Saturday, May 7, 2011

Connor turns 4 and Mother's day

Tomorrow is going to be a day of joy and sadness, as it will be Connor's 4th birthday and the first Mother's Day without my mother. On one hand I am so amazed that my baby is already four years old. Why does the time pass so quickly during the days filled with joy and the days filled with sadness seem to crawl. My memory of his birth is bittersweet as it was a hard labor and even worse, I could not hold my precious little man for twelve hours because he was in the NICU. The first two weeks of Connor's life showed me how very brittle our lives are and that we ultimately no control over our lives. During the fourteen days of staying in the NICU with Connor I learned to give everything over to God. That was the first time that a situation had ever truly brought me to my knees. I was completely in His hands, at His mercy, for I had no idea if my sweet baby would be cured from the Group B Strep that threatened bacterial meningitis. It was a dark time but also a time of light because I felt myself in the arms of God and for the first time I really understood what it meant to be vulnerable.
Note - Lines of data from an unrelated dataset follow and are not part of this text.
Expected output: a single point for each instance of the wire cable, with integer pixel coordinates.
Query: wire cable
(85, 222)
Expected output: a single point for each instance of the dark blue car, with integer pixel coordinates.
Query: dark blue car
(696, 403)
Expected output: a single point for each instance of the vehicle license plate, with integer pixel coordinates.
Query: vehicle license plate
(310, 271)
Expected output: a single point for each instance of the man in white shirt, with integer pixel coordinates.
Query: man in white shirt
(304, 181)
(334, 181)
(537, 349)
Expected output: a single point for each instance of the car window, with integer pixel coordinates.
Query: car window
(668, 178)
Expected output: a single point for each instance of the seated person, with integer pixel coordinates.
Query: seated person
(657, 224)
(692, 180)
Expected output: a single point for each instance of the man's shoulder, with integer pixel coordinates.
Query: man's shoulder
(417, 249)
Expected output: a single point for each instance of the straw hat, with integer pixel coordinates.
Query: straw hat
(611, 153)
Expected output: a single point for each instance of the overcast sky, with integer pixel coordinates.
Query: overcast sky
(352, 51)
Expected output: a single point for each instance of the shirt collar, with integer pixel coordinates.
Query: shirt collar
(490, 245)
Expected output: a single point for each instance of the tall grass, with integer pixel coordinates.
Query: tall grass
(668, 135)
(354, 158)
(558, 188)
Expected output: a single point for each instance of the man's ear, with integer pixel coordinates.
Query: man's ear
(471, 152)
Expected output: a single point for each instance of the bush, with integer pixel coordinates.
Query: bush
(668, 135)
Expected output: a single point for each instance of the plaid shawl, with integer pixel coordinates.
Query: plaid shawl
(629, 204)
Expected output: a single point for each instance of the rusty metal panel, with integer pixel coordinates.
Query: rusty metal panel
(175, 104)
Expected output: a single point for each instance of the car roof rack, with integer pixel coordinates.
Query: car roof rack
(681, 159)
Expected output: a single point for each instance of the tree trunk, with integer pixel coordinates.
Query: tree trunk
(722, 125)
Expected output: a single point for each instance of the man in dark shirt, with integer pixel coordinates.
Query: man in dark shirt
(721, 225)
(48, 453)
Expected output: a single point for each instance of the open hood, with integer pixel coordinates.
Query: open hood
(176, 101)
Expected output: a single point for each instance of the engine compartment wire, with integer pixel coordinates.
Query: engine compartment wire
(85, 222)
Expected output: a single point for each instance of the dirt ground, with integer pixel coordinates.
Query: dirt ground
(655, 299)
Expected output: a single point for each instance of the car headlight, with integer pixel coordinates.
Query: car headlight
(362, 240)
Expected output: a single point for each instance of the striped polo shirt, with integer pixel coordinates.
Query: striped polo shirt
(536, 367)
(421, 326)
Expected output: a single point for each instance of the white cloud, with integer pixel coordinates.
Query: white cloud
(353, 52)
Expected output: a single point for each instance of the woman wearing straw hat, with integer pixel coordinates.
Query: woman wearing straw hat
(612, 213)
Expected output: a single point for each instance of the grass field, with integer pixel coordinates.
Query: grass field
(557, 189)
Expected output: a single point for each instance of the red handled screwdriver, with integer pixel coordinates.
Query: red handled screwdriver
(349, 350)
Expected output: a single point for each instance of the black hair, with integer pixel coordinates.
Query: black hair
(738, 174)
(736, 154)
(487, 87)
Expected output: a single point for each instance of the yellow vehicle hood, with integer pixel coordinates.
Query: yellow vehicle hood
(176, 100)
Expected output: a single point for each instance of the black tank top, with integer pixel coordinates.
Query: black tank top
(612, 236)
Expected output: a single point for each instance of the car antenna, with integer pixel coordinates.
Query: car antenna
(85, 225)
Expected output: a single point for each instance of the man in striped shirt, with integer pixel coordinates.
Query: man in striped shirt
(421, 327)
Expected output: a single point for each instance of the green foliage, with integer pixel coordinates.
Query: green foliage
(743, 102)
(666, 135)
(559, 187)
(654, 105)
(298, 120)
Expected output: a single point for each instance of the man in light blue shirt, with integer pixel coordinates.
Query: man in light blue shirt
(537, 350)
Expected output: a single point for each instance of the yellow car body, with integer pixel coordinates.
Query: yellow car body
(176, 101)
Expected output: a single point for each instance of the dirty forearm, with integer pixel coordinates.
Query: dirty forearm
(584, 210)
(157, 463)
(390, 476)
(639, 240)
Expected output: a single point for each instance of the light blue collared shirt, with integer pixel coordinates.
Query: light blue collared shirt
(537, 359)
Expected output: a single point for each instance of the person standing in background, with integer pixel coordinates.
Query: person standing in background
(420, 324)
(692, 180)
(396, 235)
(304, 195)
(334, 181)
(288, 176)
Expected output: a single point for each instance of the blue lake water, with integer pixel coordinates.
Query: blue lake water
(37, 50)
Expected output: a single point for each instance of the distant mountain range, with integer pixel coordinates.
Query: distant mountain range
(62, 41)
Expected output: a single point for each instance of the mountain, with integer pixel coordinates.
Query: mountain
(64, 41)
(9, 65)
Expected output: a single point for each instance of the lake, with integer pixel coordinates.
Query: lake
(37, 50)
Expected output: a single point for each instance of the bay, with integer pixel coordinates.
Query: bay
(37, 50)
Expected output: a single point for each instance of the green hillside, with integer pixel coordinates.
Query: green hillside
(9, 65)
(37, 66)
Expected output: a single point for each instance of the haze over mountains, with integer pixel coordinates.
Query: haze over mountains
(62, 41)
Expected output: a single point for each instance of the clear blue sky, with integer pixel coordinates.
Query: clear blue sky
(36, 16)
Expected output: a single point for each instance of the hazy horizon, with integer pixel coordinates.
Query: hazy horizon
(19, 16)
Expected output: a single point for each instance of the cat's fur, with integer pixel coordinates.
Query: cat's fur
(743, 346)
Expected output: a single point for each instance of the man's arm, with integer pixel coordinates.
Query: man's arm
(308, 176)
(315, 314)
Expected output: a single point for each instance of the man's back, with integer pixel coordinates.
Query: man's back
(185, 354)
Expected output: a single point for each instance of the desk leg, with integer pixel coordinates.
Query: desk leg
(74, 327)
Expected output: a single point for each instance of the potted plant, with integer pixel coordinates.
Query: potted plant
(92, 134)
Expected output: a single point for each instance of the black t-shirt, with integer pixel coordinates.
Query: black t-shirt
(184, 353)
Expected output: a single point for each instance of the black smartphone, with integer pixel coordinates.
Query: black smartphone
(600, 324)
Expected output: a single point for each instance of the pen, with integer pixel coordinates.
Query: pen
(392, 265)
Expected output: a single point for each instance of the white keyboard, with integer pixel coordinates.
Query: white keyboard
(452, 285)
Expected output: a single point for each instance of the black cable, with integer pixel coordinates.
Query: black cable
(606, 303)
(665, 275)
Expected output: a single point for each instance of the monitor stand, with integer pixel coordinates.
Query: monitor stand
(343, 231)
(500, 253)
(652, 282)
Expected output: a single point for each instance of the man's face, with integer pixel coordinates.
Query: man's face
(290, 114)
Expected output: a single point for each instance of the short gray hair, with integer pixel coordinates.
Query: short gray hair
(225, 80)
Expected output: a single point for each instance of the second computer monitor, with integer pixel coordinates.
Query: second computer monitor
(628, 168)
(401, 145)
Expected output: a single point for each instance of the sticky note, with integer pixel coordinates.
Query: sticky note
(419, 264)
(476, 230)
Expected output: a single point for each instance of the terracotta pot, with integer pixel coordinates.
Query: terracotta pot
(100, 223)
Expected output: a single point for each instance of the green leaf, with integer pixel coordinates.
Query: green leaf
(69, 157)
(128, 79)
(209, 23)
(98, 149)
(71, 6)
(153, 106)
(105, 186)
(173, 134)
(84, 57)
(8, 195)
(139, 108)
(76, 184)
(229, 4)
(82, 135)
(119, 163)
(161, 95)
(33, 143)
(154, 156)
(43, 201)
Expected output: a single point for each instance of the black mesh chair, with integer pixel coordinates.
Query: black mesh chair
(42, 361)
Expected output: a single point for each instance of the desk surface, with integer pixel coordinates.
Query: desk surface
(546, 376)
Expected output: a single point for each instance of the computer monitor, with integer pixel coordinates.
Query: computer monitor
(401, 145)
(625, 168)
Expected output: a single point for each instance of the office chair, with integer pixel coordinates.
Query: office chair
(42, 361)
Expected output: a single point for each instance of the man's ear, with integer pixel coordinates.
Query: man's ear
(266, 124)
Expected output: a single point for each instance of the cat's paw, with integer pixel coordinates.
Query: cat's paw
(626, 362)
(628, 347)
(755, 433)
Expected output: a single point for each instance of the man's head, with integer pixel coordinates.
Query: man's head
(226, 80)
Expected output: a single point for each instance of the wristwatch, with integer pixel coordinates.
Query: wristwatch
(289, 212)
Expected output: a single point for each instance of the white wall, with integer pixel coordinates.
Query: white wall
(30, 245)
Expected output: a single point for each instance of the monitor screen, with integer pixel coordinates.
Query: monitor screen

Unfortunately those two weeks also etched a wound that would fester and grow over the next two years. That wound was inflicted by my mother, and the only antiseptic was God's love. Mother did not make it down to sit with me in the NICU during those difficult days. Sure, she had good intentions to come, every day she would call my cell and tell me that she had planned to come down but her back was hurting, or her stomach was upset, etc. I guess the birth of Connor was also the beginning of her constant sickness. Whether or not she could have really tolerated the fifty minute drive to Birmingham was never discussed. I just know that she wasn't there. Everyday I sat on the uncomfortable vinyl couch in the small nursing room provided by the NICU for babies who could leave the unit. I held Connor every second that I was in that room. I nursed him, then I would pump, watch reruns of the Cosby Show, Golden Girls, and Everybody loves Ramond. Brad wanted to save his maternity leave for when Connor was able to come home, so he would come to the hospital everyday on his lunch break and bring food from the cafeteria. We would eat together and he would hold Connor, who had an iv in his little leg at first, then his hand, then finally his forehead. Then he would leave to go back to work and I would continue with my vigil until 7 or 8 when I would go home to see Tucker before bed.
It is odd to think that Tucker was the same age then as Connor is now. He was so mature and sweet during the whole NICU experience. I am sure he never understood why his baby brother couldn't come home at first, but he didn't ask many questions.
So many friends helped out during those weeks. Margaret Ann and her mom came to clean my house, which was a mess! Bethany brought cookies and sat with me for a while. Alex came to see me, though she didn't realize that she was pregnant with her own John Hallman who she had prayed for and tried for over a year to get pregnant with. Forrest and Polly dropped by on their way back from the beach. Andrew and Robert both came to visit in the NICU. It was also at this time that I became so thankful for my friends. My mom only came one day toward the end, coincidently on the same day that Daddy and Jackie returned form Indiana. Of course mom was there when Connor was born, but that was a fiasco.
The fact that she had not been there for me was devastating and told me where I stood in our relationship, as well as where her grandchildren stood. I will never understand her selfish ways. She even mentioned to me that since I was going through so much I didn't need to worry about her Mother's day gift, and that I could get it for her when Connor was better. At the time I found that audastic. Now I think that she truly thought that I was worrying over what to get her for mother's day, when in fact that was the last thing in the world I was thinking. That mother's day was the day that the doctor's told me Connor had to stay another week in the NICU. I left the hospital that day broken. I cried myself to sleep when I got home and didn't leave the bed for a day. Before that day, we had hope that he could go home with us on Mother's day, but that day we found out that all three cultures had shown the Group B strep. The next day I found out that I too had an infection in my c-section wound. It was a rare type of Staph. I walked from the emergency room where they had tested the infected site, over to the NICU for my daily sit with Connor. Those days were so uncertain and I have never felt more helpless and hope that I never feel that way again.
So tomorrow, on Mother's day, I will celebrate my sweet baby Connor's fourth year on this earth with us. I will also celebrate being a mother to him and Tucker. However I will be missing the mother that I have lost. Even with her selfish ways, and her mind numbing relentless tirades, I miss her very much. I would love to be able to call her tomorrow and tell her Happy Mother's day. I will tel lher in prayers tonight instead and ask Jesus to deliver my message. I know she is with me, I have felt her a lot today. It still seems unreal that she is gone.
God is good, and God is just. Our trials and tribulations are brief, and our future with Him by ourside has infinite possibilities. Two of those possibilities are sleeping peacefully upstairs.
I am blessed to be a Christian, a mother, and a wife. God is good, all the time, all the time.